How can I accurate my ElasticSeach query to distingue better its results? - elasticsearch

My chalenge here is to create a autocomplete field (django and ES), where I could search "apeni", "rua apen" or "roa apen" and have got "rua apeninos" as the main (or unique) option. I have already tried suggest and completion in ES, but both use prefix (don't work with "apen"). I tried wildcards as well, but couldn't use fuzzy (don't work with "roa apeni" or "apini").
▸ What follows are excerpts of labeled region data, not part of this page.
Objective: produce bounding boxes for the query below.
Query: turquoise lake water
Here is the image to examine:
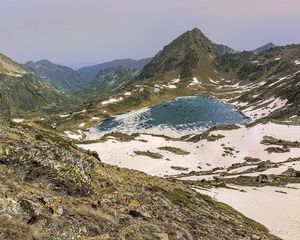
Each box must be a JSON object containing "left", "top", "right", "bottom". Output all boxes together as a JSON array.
[{"left": 96, "top": 96, "right": 249, "bottom": 133}]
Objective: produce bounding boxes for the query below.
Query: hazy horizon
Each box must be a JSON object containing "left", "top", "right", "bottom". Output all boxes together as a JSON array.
[{"left": 0, "top": 0, "right": 300, "bottom": 69}]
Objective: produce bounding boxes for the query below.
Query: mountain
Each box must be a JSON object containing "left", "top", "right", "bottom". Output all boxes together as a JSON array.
[
  {"left": 0, "top": 54, "right": 76, "bottom": 119},
  {"left": 0, "top": 53, "right": 27, "bottom": 77},
  {"left": 77, "top": 66, "right": 140, "bottom": 99},
  {"left": 78, "top": 58, "right": 152, "bottom": 85},
  {"left": 0, "top": 125, "right": 277, "bottom": 240},
  {"left": 253, "top": 42, "right": 276, "bottom": 54},
  {"left": 23, "top": 59, "right": 81, "bottom": 92},
  {"left": 217, "top": 45, "right": 300, "bottom": 120},
  {"left": 58, "top": 29, "right": 300, "bottom": 130},
  {"left": 213, "top": 43, "right": 235, "bottom": 56},
  {"left": 140, "top": 28, "right": 218, "bottom": 81}
]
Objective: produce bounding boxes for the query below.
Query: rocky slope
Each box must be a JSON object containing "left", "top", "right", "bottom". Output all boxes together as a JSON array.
[
  {"left": 0, "top": 125, "right": 276, "bottom": 240},
  {"left": 214, "top": 43, "right": 236, "bottom": 56},
  {"left": 0, "top": 55, "right": 76, "bottom": 119},
  {"left": 78, "top": 58, "right": 152, "bottom": 84},
  {"left": 50, "top": 29, "right": 300, "bottom": 132},
  {"left": 0, "top": 53, "right": 26, "bottom": 76},
  {"left": 23, "top": 59, "right": 82, "bottom": 92},
  {"left": 252, "top": 42, "right": 276, "bottom": 54},
  {"left": 76, "top": 66, "right": 140, "bottom": 99},
  {"left": 139, "top": 28, "right": 218, "bottom": 82}
]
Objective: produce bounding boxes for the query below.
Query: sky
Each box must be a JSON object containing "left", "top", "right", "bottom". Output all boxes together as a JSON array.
[{"left": 0, "top": 0, "right": 300, "bottom": 69}]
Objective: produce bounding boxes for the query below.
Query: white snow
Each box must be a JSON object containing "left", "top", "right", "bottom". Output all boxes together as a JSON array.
[
  {"left": 59, "top": 114, "right": 70, "bottom": 118},
  {"left": 64, "top": 130, "right": 83, "bottom": 140},
  {"left": 209, "top": 78, "right": 218, "bottom": 84},
  {"left": 242, "top": 98, "right": 288, "bottom": 120},
  {"left": 73, "top": 109, "right": 86, "bottom": 114},
  {"left": 13, "top": 118, "right": 25, "bottom": 123},
  {"left": 101, "top": 97, "right": 123, "bottom": 105},
  {"left": 80, "top": 124, "right": 300, "bottom": 176},
  {"left": 189, "top": 77, "right": 200, "bottom": 86},
  {"left": 91, "top": 117, "right": 100, "bottom": 121},
  {"left": 171, "top": 78, "right": 180, "bottom": 84},
  {"left": 78, "top": 122, "right": 85, "bottom": 127}
]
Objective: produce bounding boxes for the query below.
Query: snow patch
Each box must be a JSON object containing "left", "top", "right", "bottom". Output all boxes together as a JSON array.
[
  {"left": 78, "top": 123, "right": 85, "bottom": 127},
  {"left": 101, "top": 97, "right": 123, "bottom": 105}
]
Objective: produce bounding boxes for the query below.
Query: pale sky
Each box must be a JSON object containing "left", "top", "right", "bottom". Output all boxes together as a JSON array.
[{"left": 0, "top": 0, "right": 300, "bottom": 69}]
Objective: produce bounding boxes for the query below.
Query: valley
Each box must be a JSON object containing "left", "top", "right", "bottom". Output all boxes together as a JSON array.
[{"left": 0, "top": 28, "right": 300, "bottom": 240}]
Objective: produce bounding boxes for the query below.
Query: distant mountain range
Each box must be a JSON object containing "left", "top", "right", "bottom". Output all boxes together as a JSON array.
[
  {"left": 69, "top": 29, "right": 300, "bottom": 127},
  {"left": 0, "top": 54, "right": 77, "bottom": 118},
  {"left": 0, "top": 28, "right": 300, "bottom": 124},
  {"left": 23, "top": 59, "right": 82, "bottom": 92},
  {"left": 253, "top": 42, "right": 276, "bottom": 54},
  {"left": 78, "top": 58, "right": 152, "bottom": 84}
]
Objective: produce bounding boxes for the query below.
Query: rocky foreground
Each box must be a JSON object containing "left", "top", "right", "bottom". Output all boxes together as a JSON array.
[{"left": 0, "top": 125, "right": 277, "bottom": 240}]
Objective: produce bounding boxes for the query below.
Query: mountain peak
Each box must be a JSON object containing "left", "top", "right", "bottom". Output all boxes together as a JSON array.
[
  {"left": 140, "top": 28, "right": 217, "bottom": 80},
  {"left": 0, "top": 53, "right": 26, "bottom": 76},
  {"left": 253, "top": 42, "right": 276, "bottom": 54}
]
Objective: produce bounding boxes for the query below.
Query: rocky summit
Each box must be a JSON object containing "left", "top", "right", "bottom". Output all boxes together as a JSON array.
[{"left": 0, "top": 8, "right": 300, "bottom": 240}]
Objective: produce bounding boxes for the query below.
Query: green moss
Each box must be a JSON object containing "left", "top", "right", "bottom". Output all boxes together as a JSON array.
[{"left": 134, "top": 150, "right": 163, "bottom": 159}]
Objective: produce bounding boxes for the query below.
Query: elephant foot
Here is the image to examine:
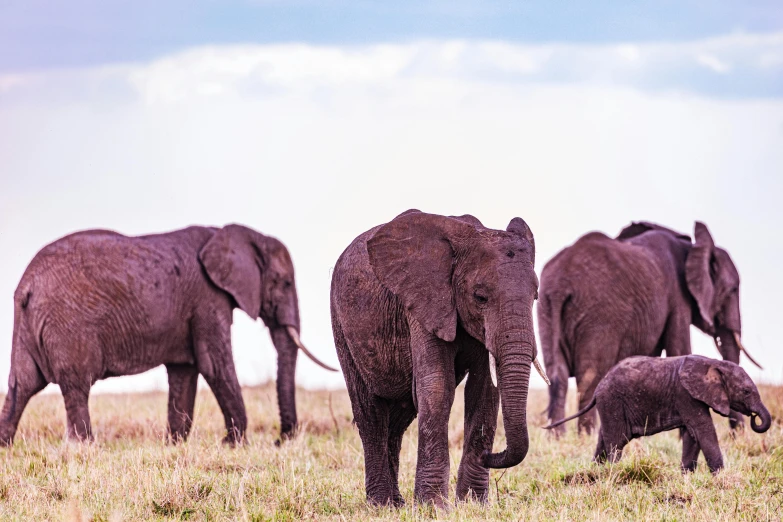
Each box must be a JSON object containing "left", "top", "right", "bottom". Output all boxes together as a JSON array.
[
  {"left": 416, "top": 490, "right": 451, "bottom": 510},
  {"left": 275, "top": 426, "right": 299, "bottom": 447},
  {"left": 457, "top": 487, "right": 489, "bottom": 504},
  {"left": 221, "top": 430, "right": 246, "bottom": 448},
  {"left": 367, "top": 494, "right": 405, "bottom": 508},
  {"left": 0, "top": 426, "right": 16, "bottom": 448},
  {"left": 416, "top": 495, "right": 452, "bottom": 510},
  {"left": 166, "top": 433, "right": 188, "bottom": 446},
  {"left": 67, "top": 433, "right": 95, "bottom": 444}
]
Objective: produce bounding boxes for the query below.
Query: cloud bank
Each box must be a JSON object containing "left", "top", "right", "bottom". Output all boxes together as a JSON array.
[{"left": 0, "top": 34, "right": 783, "bottom": 392}]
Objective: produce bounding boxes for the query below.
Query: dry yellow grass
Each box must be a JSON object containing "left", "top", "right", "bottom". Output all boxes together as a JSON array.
[{"left": 0, "top": 384, "right": 783, "bottom": 522}]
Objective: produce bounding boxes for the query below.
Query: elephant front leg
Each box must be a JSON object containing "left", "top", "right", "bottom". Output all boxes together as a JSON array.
[
  {"left": 680, "top": 428, "right": 701, "bottom": 472},
  {"left": 411, "top": 321, "right": 456, "bottom": 506},
  {"left": 194, "top": 320, "right": 247, "bottom": 446},
  {"left": 457, "top": 348, "right": 500, "bottom": 502},
  {"left": 166, "top": 364, "right": 198, "bottom": 444}
]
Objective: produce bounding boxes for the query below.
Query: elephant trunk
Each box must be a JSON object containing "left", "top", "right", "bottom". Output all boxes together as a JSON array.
[
  {"left": 484, "top": 334, "right": 533, "bottom": 469},
  {"left": 715, "top": 327, "right": 764, "bottom": 370},
  {"left": 270, "top": 327, "right": 299, "bottom": 439},
  {"left": 750, "top": 401, "right": 772, "bottom": 433}
]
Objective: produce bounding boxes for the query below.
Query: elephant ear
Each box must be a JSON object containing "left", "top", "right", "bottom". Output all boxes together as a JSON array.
[
  {"left": 367, "top": 212, "right": 477, "bottom": 342},
  {"left": 198, "top": 225, "right": 264, "bottom": 319},
  {"left": 679, "top": 356, "right": 730, "bottom": 417},
  {"left": 615, "top": 221, "right": 691, "bottom": 243},
  {"left": 685, "top": 221, "right": 715, "bottom": 329},
  {"left": 506, "top": 218, "right": 536, "bottom": 265}
]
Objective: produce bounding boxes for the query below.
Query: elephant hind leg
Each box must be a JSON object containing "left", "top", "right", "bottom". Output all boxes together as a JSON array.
[
  {"left": 0, "top": 350, "right": 47, "bottom": 440},
  {"left": 335, "top": 344, "right": 396, "bottom": 506},
  {"left": 387, "top": 401, "right": 416, "bottom": 506},
  {"left": 60, "top": 380, "right": 93, "bottom": 442},
  {"left": 166, "top": 364, "right": 198, "bottom": 444}
]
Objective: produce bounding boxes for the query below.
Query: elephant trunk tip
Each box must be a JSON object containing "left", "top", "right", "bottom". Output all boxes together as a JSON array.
[
  {"left": 483, "top": 445, "right": 528, "bottom": 469},
  {"left": 750, "top": 412, "right": 772, "bottom": 433}
]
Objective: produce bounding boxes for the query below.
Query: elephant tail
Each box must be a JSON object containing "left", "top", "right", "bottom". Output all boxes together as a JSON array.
[{"left": 544, "top": 396, "right": 595, "bottom": 430}]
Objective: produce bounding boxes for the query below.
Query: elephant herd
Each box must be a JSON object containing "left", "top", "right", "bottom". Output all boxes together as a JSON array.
[{"left": 0, "top": 210, "right": 771, "bottom": 505}]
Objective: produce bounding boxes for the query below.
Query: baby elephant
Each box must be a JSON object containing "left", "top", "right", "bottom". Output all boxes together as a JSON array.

So, now I am tring match with fuzzy.
But even when query term is differente, like "rua ape" or "rua apot", it returns the same two docs with street_desc equal "rua apeninos" and "rua apotribu" and both with score 1.0.
Query:
{
"aggs":{
"addresses":{
"filters":{
"filters":{
"street":{
"match":{
"street_desc":{
"query":"rua ape",
"fuzziness":"AUTO",
"prefix_length":0,
"max_expansions":50
}
}
}
}
},
"aggs":{
"street_bucket":{
"significant_terms":{
"field":"street_desc.raw",
"size":3
}
}
}
}
},
"sort":[
{
"_score":{
"order":"desc"
}
}
]
}
Index:
{
"catalogs":{
"mappings":{
"properties":{
"street_desc":{
"type":"text",
"fields":{
"raw":{
"type":"keyword"
}
},
"analyzer":"suggest_analyzer"
}
}
}
}
}
Analyzer: (python)
suggest_analyzer = analyzer(
'suggest_analyzer',
tokenizer=tokenizer("lowercase"),
filter=[token_filter('stopbr', 'stop', stopwords="_brazilian_")],
language="brazilian",
char_filter=["html_strip"]
)

Adding an end to end working example, which I tested on all the given search terms.
Index-mapping
{
"settings": {
"analysis": {
"filter": {
"autocomplete_filter": {
"type": "edge_ngram",
"min_gram": 1,
"max_gram": 10
}
},
"analyzer": {
"autocomplete": {
"type": "custom",
"tokenizer": "standard",
"filter": [
"lowercase",
"autocomplete_filter"
]
}
}
}
},
"mappings": {
"properties": {
"title": {
"type": "text",
"analyzer": "autocomplete",
"search_analyzer": "standard"
}
}
}
}
Index sample docs
{
"title" : "rua apotribu"
}
{
"title" : "rua apeninos"
}
Search queries
{
"query": {
"match": {
"title": {
"query": "apeni", //
"fuzziness":"AUTO"
}
}
}
}
And search result
"hits": [
{
"_index": "64881760",
"_type": "_doc",
"_id": "1",
"_score": 1.1026623,
"_source": {
"title": "rua apeninos"
}
}
]
Now with apen also it gives search result
"hits": [
{
"_index": "64881760",
"_type": "_doc",
"_id": "1",
"_score": 2.517861,
"_source": {
"title": "rua apeninos"
}
}
]
And now when query terms are different like rua apot, it brings both the docs with a much higher score to rua apotribu as shown in below search result.
"hits": [
{
"_index": "64881760",
"_type": "_doc",
"_id": "2",
"_score": 2.9289336,
"_source": {
"title": "rua apotribu"
}
},
{
"_index": "64881760",
"_type": "_doc",
"_id": "1",
"_score": 0.41107285,
"_source": {
"title": "rua apeninos"
}
}
]

Related

Elasticsearch. How to stem plurals ending in es?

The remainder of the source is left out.